Fares Badawi

Personal information
- Nationality: Palestinian
- Born: 25 July 1996 (age 29) Damascus, Syria
- Home town: Yarmouk, Damascus, Syria
- Education: TU Braunschweig
- Occupations: Judoka; civil engineer;
- Height: 1.78 m (5 ft 10 in)
- Spouse: Fatima Saleh

Sport
- Country: IJF Refugee Team (2019–2022) Palestine (2023–present)
- Sport: Judo
- Weight class: −73 kg (2019–2021) −81 kg (2022–present)
- Club: ASC 1846 Göttingen Braunschweiger Judo Club
- Turned pro: 2019
- Coached by: Gottfried Hahn, Florian Hahn (club) Thaer Al-Natsha (national team)

Achievements and titles
- Olympic Games: R32 (2024)
- World Champ.: R32 (2022)
- Asian Champ.: R32 (2023, 2024)

Profile at external databases
- IJF: 54298
- JudoInside.com: 118112

= Fares Badawi =

Palestinian judoka (born 1996)

Fares Badawi (فارس بدوي, /apc/; born 25 July 1996) is a Palestinian judoka who competed at the 2024 Paris Olympics.

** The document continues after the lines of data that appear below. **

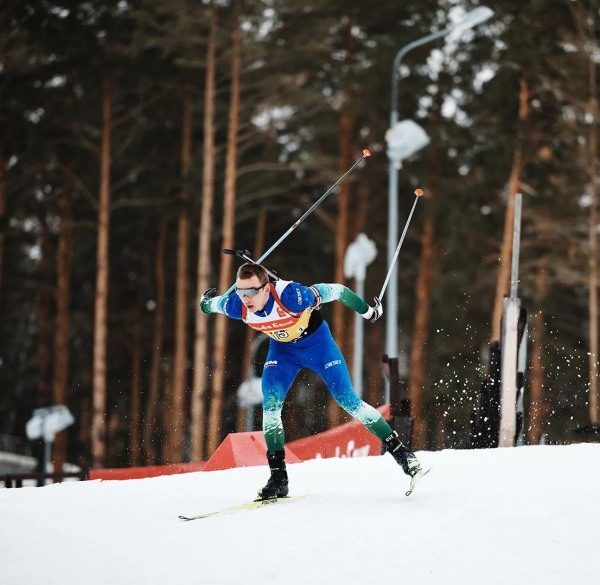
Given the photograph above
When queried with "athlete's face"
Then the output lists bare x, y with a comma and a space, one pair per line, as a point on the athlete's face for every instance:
259, 300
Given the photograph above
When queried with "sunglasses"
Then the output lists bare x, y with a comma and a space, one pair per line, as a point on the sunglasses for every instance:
249, 292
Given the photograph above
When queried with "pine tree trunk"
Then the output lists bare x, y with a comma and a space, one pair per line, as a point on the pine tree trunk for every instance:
100, 321
3, 200
177, 430
167, 412
418, 363
63, 301
221, 329
136, 379
503, 282
201, 335
537, 367
259, 246
43, 394
593, 249
151, 419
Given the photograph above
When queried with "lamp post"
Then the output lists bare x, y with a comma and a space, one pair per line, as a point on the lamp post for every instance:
469, 20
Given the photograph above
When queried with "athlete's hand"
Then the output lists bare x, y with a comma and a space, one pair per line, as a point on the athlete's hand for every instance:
377, 310
209, 293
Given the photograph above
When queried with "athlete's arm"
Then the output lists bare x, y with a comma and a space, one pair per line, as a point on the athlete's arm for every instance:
339, 292
229, 305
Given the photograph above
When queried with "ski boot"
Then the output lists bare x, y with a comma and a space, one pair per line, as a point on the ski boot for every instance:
277, 486
402, 454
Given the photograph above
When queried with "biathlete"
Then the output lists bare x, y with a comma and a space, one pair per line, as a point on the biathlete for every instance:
287, 312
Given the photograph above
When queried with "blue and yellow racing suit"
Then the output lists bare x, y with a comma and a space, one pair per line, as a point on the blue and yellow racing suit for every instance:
300, 338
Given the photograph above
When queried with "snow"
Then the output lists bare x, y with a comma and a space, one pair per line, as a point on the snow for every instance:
525, 515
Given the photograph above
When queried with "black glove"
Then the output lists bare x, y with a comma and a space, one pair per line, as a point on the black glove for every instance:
209, 293
377, 310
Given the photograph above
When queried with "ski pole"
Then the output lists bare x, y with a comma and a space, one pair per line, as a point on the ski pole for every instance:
366, 153
418, 193
245, 255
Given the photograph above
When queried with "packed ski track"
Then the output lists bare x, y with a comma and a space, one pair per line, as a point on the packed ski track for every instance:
524, 515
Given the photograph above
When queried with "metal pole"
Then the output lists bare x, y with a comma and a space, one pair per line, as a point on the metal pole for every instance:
391, 332
514, 274
358, 343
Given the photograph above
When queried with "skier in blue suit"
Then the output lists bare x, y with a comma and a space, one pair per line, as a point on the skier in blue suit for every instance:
288, 313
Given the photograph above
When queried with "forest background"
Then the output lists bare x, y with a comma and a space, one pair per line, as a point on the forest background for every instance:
138, 138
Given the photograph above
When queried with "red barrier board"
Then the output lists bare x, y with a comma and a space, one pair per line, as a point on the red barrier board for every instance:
243, 450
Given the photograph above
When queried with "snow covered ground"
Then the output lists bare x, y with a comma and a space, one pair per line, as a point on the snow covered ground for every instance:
524, 515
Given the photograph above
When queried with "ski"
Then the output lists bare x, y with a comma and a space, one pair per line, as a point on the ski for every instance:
249, 506
415, 479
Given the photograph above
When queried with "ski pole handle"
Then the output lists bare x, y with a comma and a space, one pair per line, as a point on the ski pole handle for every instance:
418, 193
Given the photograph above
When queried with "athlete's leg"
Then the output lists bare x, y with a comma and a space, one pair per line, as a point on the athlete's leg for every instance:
278, 375
325, 358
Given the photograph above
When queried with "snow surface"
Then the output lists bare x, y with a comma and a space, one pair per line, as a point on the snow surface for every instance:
520, 515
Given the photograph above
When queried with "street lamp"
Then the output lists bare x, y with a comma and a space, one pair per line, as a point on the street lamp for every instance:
469, 20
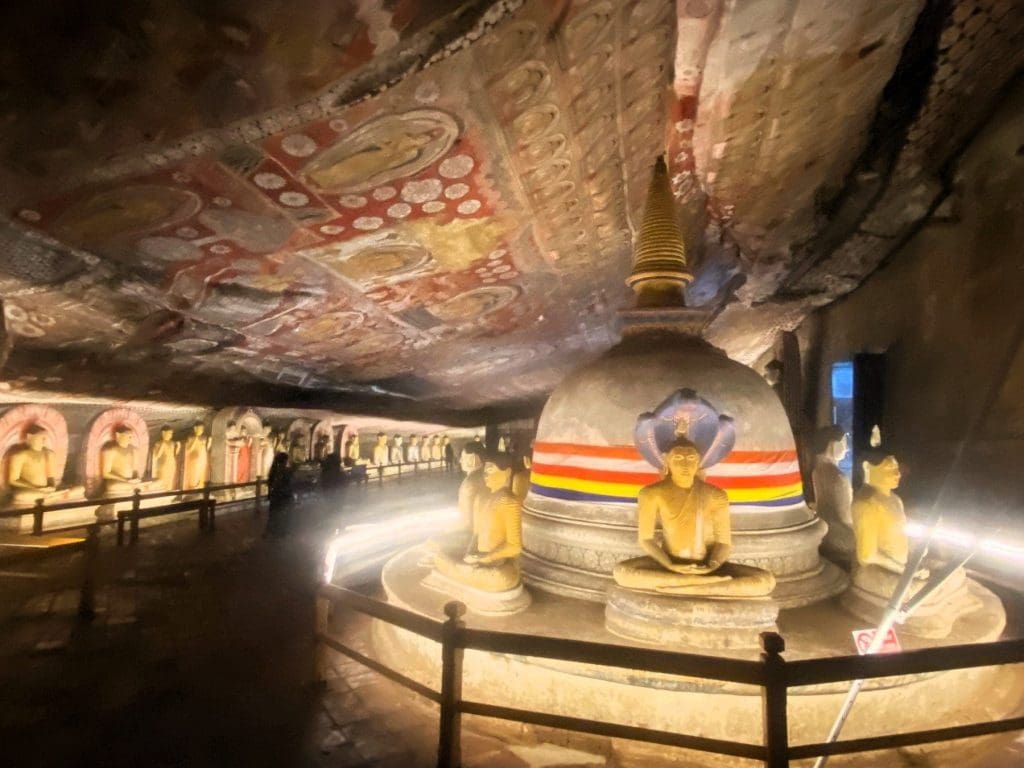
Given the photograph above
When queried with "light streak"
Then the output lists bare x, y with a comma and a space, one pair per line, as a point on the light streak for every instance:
360, 540
956, 538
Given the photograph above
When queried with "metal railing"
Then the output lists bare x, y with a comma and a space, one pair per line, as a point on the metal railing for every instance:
773, 674
409, 469
40, 509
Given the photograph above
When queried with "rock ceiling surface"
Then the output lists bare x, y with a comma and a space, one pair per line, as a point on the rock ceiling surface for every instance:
429, 207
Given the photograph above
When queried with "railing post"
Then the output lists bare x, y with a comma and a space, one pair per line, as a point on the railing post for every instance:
773, 697
450, 729
87, 598
37, 518
136, 506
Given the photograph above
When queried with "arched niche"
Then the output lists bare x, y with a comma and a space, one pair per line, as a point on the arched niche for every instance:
300, 435
100, 434
323, 439
235, 453
13, 426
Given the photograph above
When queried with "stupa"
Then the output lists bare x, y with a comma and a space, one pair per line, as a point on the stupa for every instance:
580, 514
601, 437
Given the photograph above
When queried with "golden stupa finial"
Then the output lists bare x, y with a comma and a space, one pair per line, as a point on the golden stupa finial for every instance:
659, 269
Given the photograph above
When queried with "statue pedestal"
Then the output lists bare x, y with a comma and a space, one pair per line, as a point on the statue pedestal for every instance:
867, 599
478, 601
700, 623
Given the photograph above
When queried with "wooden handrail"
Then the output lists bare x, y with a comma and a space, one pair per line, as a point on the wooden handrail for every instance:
840, 669
19, 511
616, 730
608, 654
895, 740
774, 675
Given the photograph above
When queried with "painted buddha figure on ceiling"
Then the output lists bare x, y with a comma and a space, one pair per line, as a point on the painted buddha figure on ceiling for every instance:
491, 562
31, 472
690, 556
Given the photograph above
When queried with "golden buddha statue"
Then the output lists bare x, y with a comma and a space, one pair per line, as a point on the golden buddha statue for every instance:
117, 466
196, 465
880, 528
264, 452
397, 454
691, 557
381, 454
352, 449
164, 460
491, 562
31, 472
833, 492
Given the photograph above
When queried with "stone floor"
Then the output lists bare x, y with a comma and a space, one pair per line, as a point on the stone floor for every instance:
202, 654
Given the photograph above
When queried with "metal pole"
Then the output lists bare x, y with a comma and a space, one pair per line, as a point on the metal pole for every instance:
87, 598
888, 620
773, 699
37, 518
450, 728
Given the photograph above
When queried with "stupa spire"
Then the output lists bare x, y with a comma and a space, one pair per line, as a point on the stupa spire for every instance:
659, 268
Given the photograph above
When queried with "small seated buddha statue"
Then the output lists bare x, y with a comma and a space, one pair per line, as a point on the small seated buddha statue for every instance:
397, 450
31, 472
691, 557
491, 562
117, 466
880, 528
833, 492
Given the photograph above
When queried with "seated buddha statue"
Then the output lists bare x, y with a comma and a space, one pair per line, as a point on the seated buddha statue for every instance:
880, 529
117, 466
31, 472
691, 555
833, 492
491, 562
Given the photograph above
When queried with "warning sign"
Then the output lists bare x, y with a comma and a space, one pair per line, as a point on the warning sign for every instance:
862, 639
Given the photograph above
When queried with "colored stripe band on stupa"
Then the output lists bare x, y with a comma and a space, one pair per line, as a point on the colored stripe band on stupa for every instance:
615, 474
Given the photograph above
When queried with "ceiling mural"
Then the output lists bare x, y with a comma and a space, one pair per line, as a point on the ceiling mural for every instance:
423, 202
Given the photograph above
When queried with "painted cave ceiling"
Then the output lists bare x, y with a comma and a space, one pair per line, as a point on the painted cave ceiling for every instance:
428, 207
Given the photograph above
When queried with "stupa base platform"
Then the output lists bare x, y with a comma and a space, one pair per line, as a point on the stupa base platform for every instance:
702, 707
669, 621
936, 616
478, 601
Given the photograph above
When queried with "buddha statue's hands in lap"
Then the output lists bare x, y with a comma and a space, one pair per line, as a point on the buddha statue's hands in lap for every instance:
491, 562
31, 469
691, 555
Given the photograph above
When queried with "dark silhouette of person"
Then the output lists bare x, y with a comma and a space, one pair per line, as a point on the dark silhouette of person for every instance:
280, 496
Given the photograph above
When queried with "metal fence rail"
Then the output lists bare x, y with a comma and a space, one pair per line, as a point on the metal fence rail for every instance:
772, 674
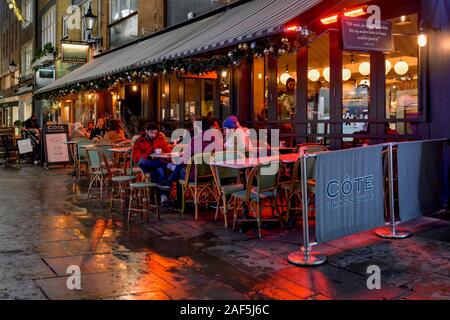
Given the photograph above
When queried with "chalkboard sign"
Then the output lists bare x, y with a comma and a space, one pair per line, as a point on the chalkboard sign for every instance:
56, 150
357, 36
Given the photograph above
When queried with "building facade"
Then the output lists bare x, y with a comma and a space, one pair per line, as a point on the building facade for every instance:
15, 44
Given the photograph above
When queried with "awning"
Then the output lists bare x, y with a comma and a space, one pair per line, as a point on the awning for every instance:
9, 102
242, 23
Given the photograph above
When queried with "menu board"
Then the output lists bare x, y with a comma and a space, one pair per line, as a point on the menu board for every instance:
55, 144
357, 36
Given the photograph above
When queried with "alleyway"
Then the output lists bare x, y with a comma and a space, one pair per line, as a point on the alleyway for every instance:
47, 224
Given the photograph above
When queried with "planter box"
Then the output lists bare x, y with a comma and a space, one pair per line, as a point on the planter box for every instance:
45, 60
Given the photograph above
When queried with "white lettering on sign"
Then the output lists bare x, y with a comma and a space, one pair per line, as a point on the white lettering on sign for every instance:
350, 191
374, 21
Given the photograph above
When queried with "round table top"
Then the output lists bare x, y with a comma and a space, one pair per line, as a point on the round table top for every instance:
121, 150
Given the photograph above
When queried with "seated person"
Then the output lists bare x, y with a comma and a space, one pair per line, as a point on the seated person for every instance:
241, 141
179, 171
146, 145
90, 128
100, 130
116, 134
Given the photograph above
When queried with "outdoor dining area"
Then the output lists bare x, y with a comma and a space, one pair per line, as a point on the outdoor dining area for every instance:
252, 186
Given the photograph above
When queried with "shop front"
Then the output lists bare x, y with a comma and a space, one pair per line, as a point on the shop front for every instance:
313, 69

== Early and personal life ==
Badawi was born in Damascus, Syria, to Ndal and Amera Badawi, children of Palestinian refugees from Tarshiha who were expelled in 1948. He grew up in the Yarmouk refugee camp with his parents and three siblings (Fadi, Hamza and Obada). At the age of 9, following his oldest brother, he started practising judo at the Arab Palestinian Club in Yarmouk, coached by Mohamed Al-Nimr. He also claims to have been inspired by Korean Olympic medallist An Chang-rim.

In 2015, Badawi and his family fled the Syrian civil war for Germany, settling in Braunschweig, where he lives as of 2024. Besides his native Arabic, he speaks German and English. As of July 2024, he is pursuing a master's degree in civil engineering at the Technical University of Braunschweig.

Badawi is a practicing Muslim. He is married to Fatima Saleh.

== Career ==
After moving to Germany, Badawi joined the ASC 1846 Göttingen and started competing in national German tournaments, winning a gold medal at the HT 16 Open in Hamburg in 2017, as well as a silver medal and two bronze medals in other competitions.

He made his international debut as part of the IJF Refugee Team at the 2019 Judo Grand Prix Budapest, Hungary, and then competed in the 73 kg category at the 2019 World Judo Championships in Tokyo, Japan. He competed in the 2020 Judo Grand Slam Paris and 2020 Judo Grand Slam Düsseldorf. He went on to take part in the 2021 and 2022 World Championships, where he finished 33rd in the 73 kg category and 17th in the 81 kg category, respectively. In 2023, he first represented Palestine at the 2023 European Open in Madrid, Spain, then in the 90 kg category at the 2022 Asian Games in Hangzhou, China, and at the 2024 Asian Championships in Hong Kong.

In 2024, Badawi was assigned a universality spot to represent Palestine at the Summer Olympics in Paris, France, in the 81 kg category; he was eliminated by Tajik Somon Makhmadbekov during the round of 32.